AZZECCA – GARBUGLI: Il Dottor Azzecca-Garbugli , chiamato anche Dottor Pettola o Dottor Duplica,
fa il suo ingresso nel capitolo III quando Renzo si reca da lui per una consulenza. E’ un avvocato di
Lecco denominato così per la sua abilità nel risolvere questioni molto spinose e ci viene descritto da
Agnese come un uomo di media età, alto, asciutto, pelato, col naso rosso e una voglia di lampone
sul viso e dal punto di vista psicologico si rivelerà un uomo servile, ipocrita e corrotto. Questo suo
soprannome gli è stato attribuito dalla popolazione poichè spesso in passato ha aiutato molte
persone a risolvere i loro problemi ed ha affrontato cause di una certa importanza nel tribunale di
Milano. Con l’avvento della dominazione spagnola il suo ruolo è stato messo da parte assieme alla
vera giustizia vuol perdere la protezione:perciò è Infatti Manzoni lo definisce “ eroe della parola
decaduta ” poichè la legge ormai era dettata dal più forte. Ultimamente la legge gli interessa ,ma
solo perchè gli suggerisce le trappole più efficaci ,gli imbrogli ,i cavilli più astuti ,con i quali sottrarre i
delinquenti alla giustizia.

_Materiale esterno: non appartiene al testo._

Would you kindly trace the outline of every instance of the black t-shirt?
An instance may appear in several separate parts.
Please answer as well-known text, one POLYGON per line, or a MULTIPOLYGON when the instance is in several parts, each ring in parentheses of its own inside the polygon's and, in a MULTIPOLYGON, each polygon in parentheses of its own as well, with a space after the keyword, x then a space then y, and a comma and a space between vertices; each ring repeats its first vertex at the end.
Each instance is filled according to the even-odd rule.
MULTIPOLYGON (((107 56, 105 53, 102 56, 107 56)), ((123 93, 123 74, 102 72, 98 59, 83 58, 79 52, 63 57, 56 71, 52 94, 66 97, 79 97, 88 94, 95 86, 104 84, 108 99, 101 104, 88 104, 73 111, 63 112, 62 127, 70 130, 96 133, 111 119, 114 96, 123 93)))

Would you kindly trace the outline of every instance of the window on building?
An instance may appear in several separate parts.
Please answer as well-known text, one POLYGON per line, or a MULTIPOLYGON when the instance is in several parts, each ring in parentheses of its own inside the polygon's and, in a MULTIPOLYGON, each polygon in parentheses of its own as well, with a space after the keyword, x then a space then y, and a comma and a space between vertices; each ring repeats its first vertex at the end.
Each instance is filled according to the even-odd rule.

Analogamente a Don Abbondio anche lui è dominato dalla paura ,dal
timore di scontrarsi con i potenti,dei quali è l’umilissimo servitore e di cui non servile con chi conta
,ma arrogante con chi non può difendersi;proprio per questo sentendo pronunciare il nome di don
Rodrigo ,abbandona Renzo al proprio destino,senza scrupoli.senza ripensamenti..Manzoni non
condanna apertamente il personaggio,ma ancora una volta ricorre al’ironia per ridicolizzarlo.
Azzecca-garbugli prende un granchio,intende alla “rovescia” il caso del proprio cliente ,non
comprende la vera natura di Renzo,non riesce a distinguere che Renzo è vittima e non oppressore.
Azecca-garbugli non esita ad usare la sua cultura per ingannare i deboli e gli ignoranti ,proprio come
fa don Abbondio.La parola viene usata dai due uomini di cultura come uno strumento di
inganno,utile per confondere le idee a quei “poverelli” che ripongono grande fiducia in chi “sa”.
L’avvocato sa leggere e scrivere,possiede libri ed ha l’ abitudine di colmare la scrivania con scartoffie
e libri di vario genere per impressionare qualsiasi visitatore anche se è da molto tempo che non
consultava più uno di quei libri come dimostra la coltre di polvere depositatasi su di essi.Per la sua
rinuncia a lottare per la giustizia e per la sua tendenza a schierarsi dalla parte dei potenti il dottor
Azzecca-Garbugli incarna per Manzoni il degrado rovinoso della giustizia del seicento.